Updated August 5, 2020 to add link to full report
The CMA has today announced that it has unconditionally cleared Amazon’s acquisition of a 16% stake in Deliveroo (alongside other rights including board representation). Following an in-depth Phase 2 investigation, the CMA has concluded that the transaction will not substantially lessen competition. This confirms its revised provisional findings issued in June 2020, in which it dropped its original proposal to clear the transaction on the basis of the “failing firm” defence against the backdrop of the Covid-19 pandemic.
The CMA initially identified concerns about the impact of the transaction on competition for the supply of online restaurant delivery platforms and the supply of online convenience groceries platforms in the UK, and the transaction was therefore referred for an in-depth investigation in December 2019. The relevant competitive environment was then significantly impacted by the Covid-19 pandemic, and in April 2020 the CMA announced that it had provisionally decided to clear the transaction on the basis of the “failing firm” defence i.e. that Deliveroo was likely to exit the market unless it received the additional funding available through the transaction, and the loss of Deliveroo as a competitor would be more detrimental to competition and to consumers than permitting the Amazon investment to proceed. This was the first (provisional) application of the failing firm defence by the CMA during the pandemic, with the CMA clearly indicating its willingness to take into account the unprecedented economic fall-out (see our previous post).
However, the CMA’s provisional decision was met with criticism from a number of interested third parties. Following consideration of the submissions received, and assessment of further evidence, the CMA issued revised provisional findings on 24 June 2020 in which it concluded that this was not in fact a case in which the “failing firm” defence would be applicable. In particular, a detailed assessment of Deliveroo’s finances showed considerable improvement in its financial position, which had not been anticipated in the early stages of the pandemic.
This meant that instead the CMA had to assess the specific impact of the transaction on competition between the two businesses, using a “counterfactual” in which Deliveroo would not have exited the relevant markets in any event. In its revised provisional findings, the CMA concluded that the transaction should still be unconditionally cleared, on the basis that Amazon’s acquisition of a 16% stake would not substantially lessen competition in any relevant market.
CMA’s clearance decision: key points
By way of summary of the key points:
- Following assessment of further evidence, including Deliveroo’s actual (as opposed to forecast) financial performance between April and June 2020, and the impact of the pandemic on funding markets, the CMA concludes that the relevant counterfactual was that absent the transaction, Deliveroo would have continued to compete as it currently does, including by seeking suitable investment to drive its expansion and innovation.
- The CMA’s decision not to apply the “failing firm” defence in this particular case should not necessarily be seen as discouraging merging parties from seeking to rely on that defence in other transactions, against the backdrop of the pandemic. The CMA has made clear that it remains willing to consider the impact of the pandemic as part of its merger assessment, and has issued specific guidance on the use of the failing firm defence in this context.

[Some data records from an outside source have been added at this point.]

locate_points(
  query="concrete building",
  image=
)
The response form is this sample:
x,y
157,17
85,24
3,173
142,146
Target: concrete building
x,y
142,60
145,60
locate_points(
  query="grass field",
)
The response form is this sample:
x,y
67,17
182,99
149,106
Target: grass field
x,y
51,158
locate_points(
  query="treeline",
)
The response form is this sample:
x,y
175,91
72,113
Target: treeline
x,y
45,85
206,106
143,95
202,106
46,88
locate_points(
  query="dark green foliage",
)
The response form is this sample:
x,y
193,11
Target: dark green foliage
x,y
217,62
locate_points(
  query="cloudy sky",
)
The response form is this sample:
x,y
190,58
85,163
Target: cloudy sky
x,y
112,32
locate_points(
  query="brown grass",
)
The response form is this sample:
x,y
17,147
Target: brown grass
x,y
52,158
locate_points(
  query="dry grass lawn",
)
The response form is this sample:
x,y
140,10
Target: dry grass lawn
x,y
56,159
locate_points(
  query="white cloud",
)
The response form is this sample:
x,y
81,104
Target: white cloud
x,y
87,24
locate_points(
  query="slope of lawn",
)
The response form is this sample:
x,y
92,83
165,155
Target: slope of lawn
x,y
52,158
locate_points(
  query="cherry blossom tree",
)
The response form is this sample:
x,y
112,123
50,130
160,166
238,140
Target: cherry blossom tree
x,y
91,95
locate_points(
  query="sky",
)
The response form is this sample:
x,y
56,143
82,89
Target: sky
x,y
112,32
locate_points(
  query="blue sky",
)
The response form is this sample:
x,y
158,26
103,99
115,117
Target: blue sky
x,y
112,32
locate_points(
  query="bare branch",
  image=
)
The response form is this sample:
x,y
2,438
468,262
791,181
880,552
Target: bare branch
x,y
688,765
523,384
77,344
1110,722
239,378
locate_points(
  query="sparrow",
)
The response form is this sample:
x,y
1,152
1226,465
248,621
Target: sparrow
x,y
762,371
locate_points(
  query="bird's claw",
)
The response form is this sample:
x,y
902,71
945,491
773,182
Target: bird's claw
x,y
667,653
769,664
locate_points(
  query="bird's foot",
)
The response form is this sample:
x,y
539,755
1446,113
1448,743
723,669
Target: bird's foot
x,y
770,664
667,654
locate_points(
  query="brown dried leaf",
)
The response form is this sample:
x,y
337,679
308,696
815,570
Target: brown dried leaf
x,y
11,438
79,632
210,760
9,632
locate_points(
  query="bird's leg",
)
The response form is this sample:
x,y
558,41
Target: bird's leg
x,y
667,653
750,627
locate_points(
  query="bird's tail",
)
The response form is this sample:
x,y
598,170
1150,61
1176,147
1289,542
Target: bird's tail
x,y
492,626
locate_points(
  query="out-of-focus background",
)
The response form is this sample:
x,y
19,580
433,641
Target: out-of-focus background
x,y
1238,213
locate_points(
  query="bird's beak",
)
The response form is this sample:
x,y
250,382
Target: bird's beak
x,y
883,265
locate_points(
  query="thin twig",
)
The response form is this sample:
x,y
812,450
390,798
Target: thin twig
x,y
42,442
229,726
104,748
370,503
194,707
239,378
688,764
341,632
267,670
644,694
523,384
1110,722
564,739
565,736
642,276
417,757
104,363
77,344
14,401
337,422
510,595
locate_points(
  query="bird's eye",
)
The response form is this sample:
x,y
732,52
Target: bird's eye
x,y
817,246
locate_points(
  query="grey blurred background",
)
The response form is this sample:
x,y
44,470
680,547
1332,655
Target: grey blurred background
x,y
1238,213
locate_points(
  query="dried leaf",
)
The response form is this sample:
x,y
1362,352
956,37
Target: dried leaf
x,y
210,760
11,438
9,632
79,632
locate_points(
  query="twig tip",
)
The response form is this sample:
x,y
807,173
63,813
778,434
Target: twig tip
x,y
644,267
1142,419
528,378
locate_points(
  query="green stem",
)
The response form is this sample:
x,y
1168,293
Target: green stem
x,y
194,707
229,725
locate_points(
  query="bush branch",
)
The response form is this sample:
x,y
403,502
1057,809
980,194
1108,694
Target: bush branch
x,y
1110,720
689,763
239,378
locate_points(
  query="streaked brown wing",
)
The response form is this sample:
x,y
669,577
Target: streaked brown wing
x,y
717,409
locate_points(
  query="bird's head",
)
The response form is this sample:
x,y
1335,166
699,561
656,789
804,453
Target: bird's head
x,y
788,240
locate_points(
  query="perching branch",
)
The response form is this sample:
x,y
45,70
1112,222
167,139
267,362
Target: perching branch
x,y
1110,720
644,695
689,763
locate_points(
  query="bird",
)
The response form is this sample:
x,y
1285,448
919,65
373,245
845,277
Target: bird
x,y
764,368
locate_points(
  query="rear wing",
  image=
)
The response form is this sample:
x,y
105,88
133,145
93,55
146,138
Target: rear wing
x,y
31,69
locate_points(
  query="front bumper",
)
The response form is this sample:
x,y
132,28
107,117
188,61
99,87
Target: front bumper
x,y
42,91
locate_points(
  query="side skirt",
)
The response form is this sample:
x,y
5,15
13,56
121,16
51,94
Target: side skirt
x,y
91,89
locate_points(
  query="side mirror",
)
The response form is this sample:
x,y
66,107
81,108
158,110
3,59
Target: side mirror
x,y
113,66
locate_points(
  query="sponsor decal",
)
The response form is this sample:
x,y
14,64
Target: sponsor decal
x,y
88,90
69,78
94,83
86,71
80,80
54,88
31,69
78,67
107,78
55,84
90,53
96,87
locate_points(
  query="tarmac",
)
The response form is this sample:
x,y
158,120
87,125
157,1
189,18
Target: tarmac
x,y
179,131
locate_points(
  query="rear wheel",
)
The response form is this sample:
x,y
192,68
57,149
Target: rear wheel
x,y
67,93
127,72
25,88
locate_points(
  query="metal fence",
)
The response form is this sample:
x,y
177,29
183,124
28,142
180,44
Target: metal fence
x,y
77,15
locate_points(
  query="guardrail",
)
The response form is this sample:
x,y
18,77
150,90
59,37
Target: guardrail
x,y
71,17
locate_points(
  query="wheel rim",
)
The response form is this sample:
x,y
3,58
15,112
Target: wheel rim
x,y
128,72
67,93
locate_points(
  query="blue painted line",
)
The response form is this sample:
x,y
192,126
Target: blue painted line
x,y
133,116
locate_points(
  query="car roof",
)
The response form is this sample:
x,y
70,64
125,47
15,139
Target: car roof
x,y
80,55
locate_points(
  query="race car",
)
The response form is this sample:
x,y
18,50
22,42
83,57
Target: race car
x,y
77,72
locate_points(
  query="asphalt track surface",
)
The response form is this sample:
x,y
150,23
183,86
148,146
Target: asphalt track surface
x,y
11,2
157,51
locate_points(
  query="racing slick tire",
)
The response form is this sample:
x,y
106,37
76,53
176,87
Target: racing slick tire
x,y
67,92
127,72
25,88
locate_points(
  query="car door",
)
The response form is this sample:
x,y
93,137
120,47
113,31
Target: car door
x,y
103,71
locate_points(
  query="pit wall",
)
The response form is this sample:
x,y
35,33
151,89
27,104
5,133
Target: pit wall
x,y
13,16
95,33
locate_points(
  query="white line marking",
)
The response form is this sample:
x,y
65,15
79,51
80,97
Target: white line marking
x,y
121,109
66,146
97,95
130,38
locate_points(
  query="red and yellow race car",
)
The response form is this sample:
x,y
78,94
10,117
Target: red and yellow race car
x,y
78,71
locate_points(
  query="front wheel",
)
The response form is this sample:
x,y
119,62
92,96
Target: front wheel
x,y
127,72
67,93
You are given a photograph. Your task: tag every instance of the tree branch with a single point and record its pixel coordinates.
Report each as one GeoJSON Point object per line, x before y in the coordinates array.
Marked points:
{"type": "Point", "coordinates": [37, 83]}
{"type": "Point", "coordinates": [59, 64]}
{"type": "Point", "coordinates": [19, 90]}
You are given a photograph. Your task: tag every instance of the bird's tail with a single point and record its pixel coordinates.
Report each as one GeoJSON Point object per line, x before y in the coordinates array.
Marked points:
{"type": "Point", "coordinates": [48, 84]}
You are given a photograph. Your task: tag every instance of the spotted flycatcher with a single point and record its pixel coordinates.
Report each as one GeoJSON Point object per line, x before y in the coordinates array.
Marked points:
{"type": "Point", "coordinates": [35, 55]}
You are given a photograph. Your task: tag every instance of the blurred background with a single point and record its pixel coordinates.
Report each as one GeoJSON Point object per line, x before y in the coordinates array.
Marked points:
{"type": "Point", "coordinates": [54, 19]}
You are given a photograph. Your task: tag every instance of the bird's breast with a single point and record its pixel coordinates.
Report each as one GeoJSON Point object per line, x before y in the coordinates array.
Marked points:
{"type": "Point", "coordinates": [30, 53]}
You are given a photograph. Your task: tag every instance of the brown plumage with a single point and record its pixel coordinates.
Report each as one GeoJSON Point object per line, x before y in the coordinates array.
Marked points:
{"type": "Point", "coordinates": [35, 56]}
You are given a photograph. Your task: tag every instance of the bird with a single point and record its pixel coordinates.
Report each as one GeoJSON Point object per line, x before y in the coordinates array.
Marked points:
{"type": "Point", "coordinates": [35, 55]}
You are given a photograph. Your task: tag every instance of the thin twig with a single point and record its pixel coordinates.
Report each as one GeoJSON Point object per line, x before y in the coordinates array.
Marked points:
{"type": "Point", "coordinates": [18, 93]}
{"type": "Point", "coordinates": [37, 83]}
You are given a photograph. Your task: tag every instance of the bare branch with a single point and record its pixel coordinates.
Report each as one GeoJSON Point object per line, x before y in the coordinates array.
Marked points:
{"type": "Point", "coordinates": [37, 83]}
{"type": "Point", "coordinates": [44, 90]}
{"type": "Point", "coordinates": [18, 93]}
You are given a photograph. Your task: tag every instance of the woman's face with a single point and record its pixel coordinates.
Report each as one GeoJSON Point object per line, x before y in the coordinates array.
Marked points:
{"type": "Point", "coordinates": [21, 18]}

- However, the CMA has also emphasised that it will maintain its usual strict application of the relevant criteria for application of the failing firm defence, and this case demonstrates that the defence will not automatically be available simply because a business has been impacted by the economic fall-out of the pandemic.
- In its assessment of the impact of the transaction on competition, the CMA focuses on the impact of Amazon’s acquisition of a 16% shareholding on its incentives to compete independently with Deliveroo in both restaurant delivery and online convenience grocery delivery in the future. In particular it considers:
- unilateral effects on Amazon’s decision to enter a relevant market i.e. whether the 16% shareholding in Deliveroo is Amazon’s route to entering, and therefore it would not enter the market via another route; and
- post-entry unilateral effects i.e. whether if Amazon re-entered the market notwithstanding its investment in Deliveroo it would either compete less strongly to internalise 16% of Deliveroo’s profits or influence Deliveroo to compete less strongly against Amazon.
- The CMA concludes that at the 16% level of shareholding, the impact on Amazon’s incentives to compete would be limited. Similarly, Amazon’s ability to influence Deliveroo to compete less strongly against it would be relatively limited (compared to, for example, a scenario in which Amazon acquired a controlling interest). The CMA considers that there would therefore be no substantial lessening of competition.
- However, it is important to remember that this conclusion is case-specific. Indeed, the CMA expressly emphasises that the effect of a 16% shareholding could vary depending on the circumstances of a particular case, for example the rights that accompany the shareholding, the strategies of the businesses involved, the nature of the markets at issue and the constraints from other competitors in those markets.
- In addition, if Amazon were to increase its level of control over Deliveroo in the future, so as to move from material influence to de facto or de jure control, this could trigger a further investigation by the CMA under UK merger control rules.